Deskripsi pekerjaan Personal Assistant Kyra Co
1. Management Agenda Owner
* Mengatur jadwal meeting, visit, appointment, dan kegiatan owner.
* Mengingatkan agenda penting dan deadline.
* Mengatur prioritas kegiatan owner.
* Menyusun daily/weekly schedule.
* Menghindari bentrok jadwal.
* Membantu mengatur perjalanan/dinas jika diperlukan.
2. Follow Up & Monitoring
Ini salah satu bagian paling penting.
* Mencatat semua instruksi dari owner.
* Membuat daftar pekerjaan yang harus ditindaklanjuti.

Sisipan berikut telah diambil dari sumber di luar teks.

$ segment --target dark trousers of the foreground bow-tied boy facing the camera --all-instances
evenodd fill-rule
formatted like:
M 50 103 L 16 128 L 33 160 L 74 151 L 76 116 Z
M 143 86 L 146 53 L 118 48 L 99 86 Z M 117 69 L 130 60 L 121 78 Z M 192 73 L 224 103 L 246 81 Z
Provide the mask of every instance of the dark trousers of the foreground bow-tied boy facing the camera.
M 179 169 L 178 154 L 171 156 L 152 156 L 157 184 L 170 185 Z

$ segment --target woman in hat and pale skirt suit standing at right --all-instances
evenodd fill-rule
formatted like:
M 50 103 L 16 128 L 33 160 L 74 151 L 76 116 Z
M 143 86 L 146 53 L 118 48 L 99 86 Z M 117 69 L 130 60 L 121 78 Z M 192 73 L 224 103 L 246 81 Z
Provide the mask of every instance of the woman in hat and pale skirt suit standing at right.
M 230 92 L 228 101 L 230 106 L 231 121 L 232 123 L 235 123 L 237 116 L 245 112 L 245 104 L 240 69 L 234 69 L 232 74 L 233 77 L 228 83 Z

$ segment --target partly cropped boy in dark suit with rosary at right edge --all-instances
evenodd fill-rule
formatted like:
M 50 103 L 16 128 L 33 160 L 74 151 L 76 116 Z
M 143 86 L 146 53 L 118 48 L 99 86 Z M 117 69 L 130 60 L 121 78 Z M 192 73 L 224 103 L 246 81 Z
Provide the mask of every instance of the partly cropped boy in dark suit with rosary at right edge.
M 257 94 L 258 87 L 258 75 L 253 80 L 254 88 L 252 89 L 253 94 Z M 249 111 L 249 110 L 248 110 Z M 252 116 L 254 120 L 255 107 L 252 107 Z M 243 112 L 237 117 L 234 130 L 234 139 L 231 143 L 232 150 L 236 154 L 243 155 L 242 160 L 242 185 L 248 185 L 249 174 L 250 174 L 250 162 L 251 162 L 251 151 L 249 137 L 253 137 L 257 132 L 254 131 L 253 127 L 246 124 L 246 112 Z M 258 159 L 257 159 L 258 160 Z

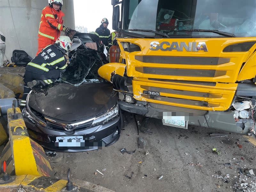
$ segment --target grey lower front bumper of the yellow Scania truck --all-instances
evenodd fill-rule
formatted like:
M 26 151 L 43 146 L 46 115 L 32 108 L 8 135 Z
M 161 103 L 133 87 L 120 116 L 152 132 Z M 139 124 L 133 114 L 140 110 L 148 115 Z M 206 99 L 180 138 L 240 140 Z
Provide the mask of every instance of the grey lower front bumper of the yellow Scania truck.
M 137 101 L 135 104 L 119 101 L 120 109 L 150 118 L 163 119 L 163 113 L 173 113 L 186 117 L 188 125 L 215 128 L 238 134 L 248 134 L 252 119 L 239 119 L 235 121 L 234 111 L 203 111 L 181 107 L 168 106 L 163 104 L 147 103 Z

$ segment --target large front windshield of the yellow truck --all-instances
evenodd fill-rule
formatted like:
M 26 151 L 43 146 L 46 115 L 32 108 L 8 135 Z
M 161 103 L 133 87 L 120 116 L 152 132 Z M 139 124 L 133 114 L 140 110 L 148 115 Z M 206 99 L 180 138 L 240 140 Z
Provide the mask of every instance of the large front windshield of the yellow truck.
M 123 29 L 153 30 L 181 37 L 223 37 L 211 32 L 218 30 L 236 37 L 252 37 L 256 36 L 256 1 L 124 0 Z M 156 35 L 134 30 L 132 33 Z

* Follow up PIC masing-masing pekerjaan.
* Memastikan pekerjaan selesai sesuai deadline.
* Memberikan update kepada owner.
* Mengingatkan owner jika ada keputusan yang belum dibuat.
Contoh:
Owner: “Tolong cek CCTV cabang Tembalang.”

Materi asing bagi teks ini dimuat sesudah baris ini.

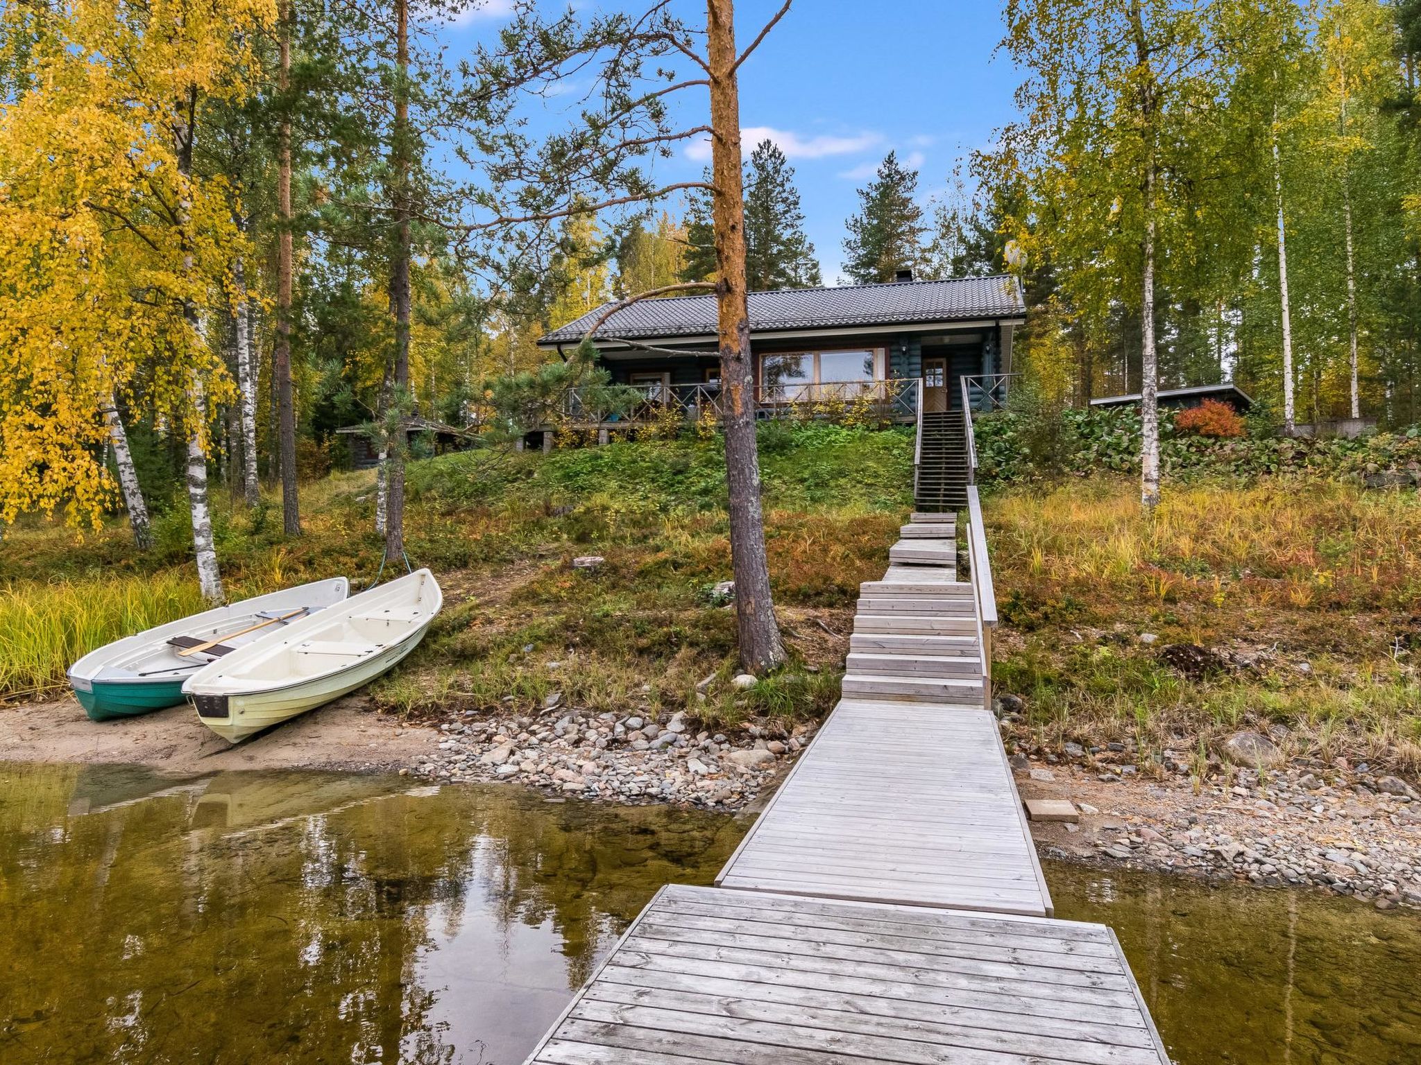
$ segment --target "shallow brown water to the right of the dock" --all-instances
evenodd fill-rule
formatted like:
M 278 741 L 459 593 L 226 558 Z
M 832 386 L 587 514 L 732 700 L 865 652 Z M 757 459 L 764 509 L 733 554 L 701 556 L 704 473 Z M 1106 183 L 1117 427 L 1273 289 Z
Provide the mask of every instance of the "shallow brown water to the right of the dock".
M 1114 926 L 1181 1065 L 1421 1062 L 1421 919 L 1312 892 L 1049 863 L 1059 917 Z

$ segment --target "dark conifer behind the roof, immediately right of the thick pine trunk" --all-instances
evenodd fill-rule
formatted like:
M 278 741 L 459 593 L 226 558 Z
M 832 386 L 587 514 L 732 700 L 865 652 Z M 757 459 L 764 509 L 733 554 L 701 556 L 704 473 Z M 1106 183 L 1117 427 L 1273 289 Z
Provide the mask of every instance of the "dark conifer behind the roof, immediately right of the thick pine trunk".
M 804 236 L 794 168 L 773 141 L 750 155 L 745 195 L 745 270 L 750 291 L 823 284 L 814 246 Z

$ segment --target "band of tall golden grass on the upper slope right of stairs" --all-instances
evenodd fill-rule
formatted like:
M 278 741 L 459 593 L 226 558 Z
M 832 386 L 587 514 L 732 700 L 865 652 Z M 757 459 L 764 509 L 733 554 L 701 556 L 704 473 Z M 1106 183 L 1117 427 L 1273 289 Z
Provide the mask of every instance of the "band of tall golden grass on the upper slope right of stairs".
M 1148 515 L 1133 483 L 1110 480 L 998 497 L 988 521 L 993 567 L 1037 589 L 1300 609 L 1411 609 L 1421 598 L 1414 491 L 1175 484 Z

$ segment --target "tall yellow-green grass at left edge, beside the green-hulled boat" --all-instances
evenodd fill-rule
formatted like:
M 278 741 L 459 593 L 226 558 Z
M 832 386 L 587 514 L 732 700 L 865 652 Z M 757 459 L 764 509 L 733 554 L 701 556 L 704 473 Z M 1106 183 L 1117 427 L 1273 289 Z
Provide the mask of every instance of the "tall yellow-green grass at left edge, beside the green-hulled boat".
M 0 586 L 0 697 L 57 692 L 94 648 L 200 609 L 198 582 L 178 572 Z

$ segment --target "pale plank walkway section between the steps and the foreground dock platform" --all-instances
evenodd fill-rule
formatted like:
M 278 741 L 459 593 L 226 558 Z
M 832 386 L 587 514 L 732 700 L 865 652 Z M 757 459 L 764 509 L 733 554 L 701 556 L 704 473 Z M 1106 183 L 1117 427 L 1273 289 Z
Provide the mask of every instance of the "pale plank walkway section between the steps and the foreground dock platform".
M 844 699 L 716 883 L 1049 916 L 992 714 Z

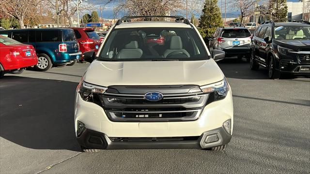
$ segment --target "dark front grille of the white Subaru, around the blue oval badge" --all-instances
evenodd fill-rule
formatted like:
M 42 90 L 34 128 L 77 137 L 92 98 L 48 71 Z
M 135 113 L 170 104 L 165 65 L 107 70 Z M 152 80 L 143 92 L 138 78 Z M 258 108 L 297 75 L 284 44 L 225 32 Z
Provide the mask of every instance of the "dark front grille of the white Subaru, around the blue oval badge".
M 190 86 L 192 88 L 192 86 Z M 115 87 L 117 88 L 117 87 Z M 124 92 L 125 87 L 120 87 Z M 139 87 L 129 90 L 137 90 Z M 143 90 L 146 87 L 143 87 Z M 176 93 L 177 88 L 166 87 L 164 92 L 160 89 L 163 87 L 148 87 L 149 91 L 158 91 L 163 94 L 163 99 L 152 102 L 144 99 L 143 93 L 115 93 L 107 92 L 103 95 L 97 95 L 97 104 L 100 104 L 111 121 L 121 122 L 140 122 L 140 121 L 191 121 L 196 120 L 202 113 L 203 107 L 206 105 L 209 94 L 202 92 L 186 92 Z M 182 86 L 182 91 L 184 90 Z M 190 91 L 190 88 L 188 89 Z M 145 91 L 143 91 L 145 92 Z

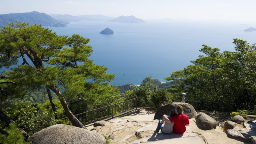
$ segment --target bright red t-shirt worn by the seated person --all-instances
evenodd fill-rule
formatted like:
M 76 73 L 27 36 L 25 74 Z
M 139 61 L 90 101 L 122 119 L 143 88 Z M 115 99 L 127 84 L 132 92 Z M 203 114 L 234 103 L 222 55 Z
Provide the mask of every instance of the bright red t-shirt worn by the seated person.
M 176 134 L 182 134 L 186 131 L 186 125 L 189 124 L 188 116 L 185 114 L 178 114 L 169 118 L 173 123 L 173 132 Z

PA bukan hanya menyampaikan ke teknisi, tetapi:
buat tiket → hubungi PIC → pantau pengerjaan → minta bukti/foto → laporkan hasil ke owner.

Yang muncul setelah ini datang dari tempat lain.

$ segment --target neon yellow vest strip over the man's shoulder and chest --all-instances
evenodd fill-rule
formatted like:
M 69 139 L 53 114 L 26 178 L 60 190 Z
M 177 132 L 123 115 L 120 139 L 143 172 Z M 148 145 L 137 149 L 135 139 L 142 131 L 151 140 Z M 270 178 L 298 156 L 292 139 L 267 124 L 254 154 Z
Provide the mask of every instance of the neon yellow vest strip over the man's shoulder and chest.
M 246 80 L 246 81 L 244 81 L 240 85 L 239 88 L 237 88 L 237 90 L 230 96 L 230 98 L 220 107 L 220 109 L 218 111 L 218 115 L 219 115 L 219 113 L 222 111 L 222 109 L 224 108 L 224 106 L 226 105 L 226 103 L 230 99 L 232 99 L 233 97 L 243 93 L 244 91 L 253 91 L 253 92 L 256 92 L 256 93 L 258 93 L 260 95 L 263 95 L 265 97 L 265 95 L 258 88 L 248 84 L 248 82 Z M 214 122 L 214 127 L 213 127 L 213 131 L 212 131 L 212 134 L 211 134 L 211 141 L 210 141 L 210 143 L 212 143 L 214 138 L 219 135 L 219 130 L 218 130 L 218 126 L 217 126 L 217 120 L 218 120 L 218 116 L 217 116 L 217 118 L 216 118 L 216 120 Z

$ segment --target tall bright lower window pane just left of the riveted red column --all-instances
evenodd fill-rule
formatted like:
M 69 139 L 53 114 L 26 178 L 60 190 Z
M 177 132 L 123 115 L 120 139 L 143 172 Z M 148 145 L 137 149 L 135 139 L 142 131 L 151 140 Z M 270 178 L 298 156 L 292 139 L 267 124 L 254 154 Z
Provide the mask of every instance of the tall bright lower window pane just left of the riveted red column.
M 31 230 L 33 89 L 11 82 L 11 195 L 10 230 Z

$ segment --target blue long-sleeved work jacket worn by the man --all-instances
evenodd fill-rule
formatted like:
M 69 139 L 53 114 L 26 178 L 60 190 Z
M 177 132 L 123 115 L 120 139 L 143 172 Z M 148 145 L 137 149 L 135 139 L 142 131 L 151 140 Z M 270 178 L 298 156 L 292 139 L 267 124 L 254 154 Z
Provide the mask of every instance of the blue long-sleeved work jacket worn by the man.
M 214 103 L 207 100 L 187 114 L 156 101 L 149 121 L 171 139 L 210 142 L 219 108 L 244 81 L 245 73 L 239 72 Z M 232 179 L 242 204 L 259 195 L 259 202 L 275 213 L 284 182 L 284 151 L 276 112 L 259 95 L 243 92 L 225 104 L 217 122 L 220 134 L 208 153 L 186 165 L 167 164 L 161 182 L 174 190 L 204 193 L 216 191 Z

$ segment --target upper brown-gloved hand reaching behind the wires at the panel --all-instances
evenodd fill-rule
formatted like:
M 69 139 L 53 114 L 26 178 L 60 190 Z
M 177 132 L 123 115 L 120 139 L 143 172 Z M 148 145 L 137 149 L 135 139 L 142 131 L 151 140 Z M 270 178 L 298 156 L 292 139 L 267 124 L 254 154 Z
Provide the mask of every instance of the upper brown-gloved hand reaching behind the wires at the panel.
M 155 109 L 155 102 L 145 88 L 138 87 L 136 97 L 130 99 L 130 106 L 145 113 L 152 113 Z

3. Communication Management
Menjadi filter komunikasi owner.
* Mengelola komunikasi WhatsApp/email tertentu.
* Menerima dan memilah informasi yang masuk.
* Menentukan mana yang urgent dan mana yang bisa ditunda.
* Menghubungkan owner dengan manager, vendor, staff, partner, dan pihak eksternal.
* Membuat draft balasan untuk owner jika diperlukan.
* Menjaga kerahasiaan komunikasi bisnis.
4. Business Monitoring
PA juga dapat membantu owner mendapatkan “gambaran besar” bisnis.
* Mengumpulkan laporan dari masing-masing unit bisnis.
* Memantau omzet harian/mingguan.
* Memantau masalah operasional.
* Memantau target dan deadline.
* Mengumpulkan laporan dari manager.
* Membuat summary untuk owner.
* Mengingatkan jika ada angka atau kondisi yang tidak normal.
Misalnya setiap pagi owner mendapatkan:
DAILY OWNER BRIEF
* Omzet kemarin
* Cash position
* Masalah urgent
* Staff bermasalah
* Maintenance
* Meeting hari ini
* Follow-up yang belum selesai
* Keputusan yang membutuhkan approval owner
5. Meeting Management
* Menyiapkan agenda meeting.
* Mengumpulkan data sebelum meeting.
* Membuat notulen.
* Mencatat keputusan owner.
* Membuat action plan.
* Menentukan PIC dan deadline.
* Follow up hasil meeting.
PA harus memastikan:
Meeting → Decision → PIC → Deadline → Follow Up → Selesai
bukan hanya membuat notulen.
6. Administrative Support
* Mengelola dokumen owner.
* Mengarsipkan kontrak, invoice, proposal, laporan, dan dokumen penting.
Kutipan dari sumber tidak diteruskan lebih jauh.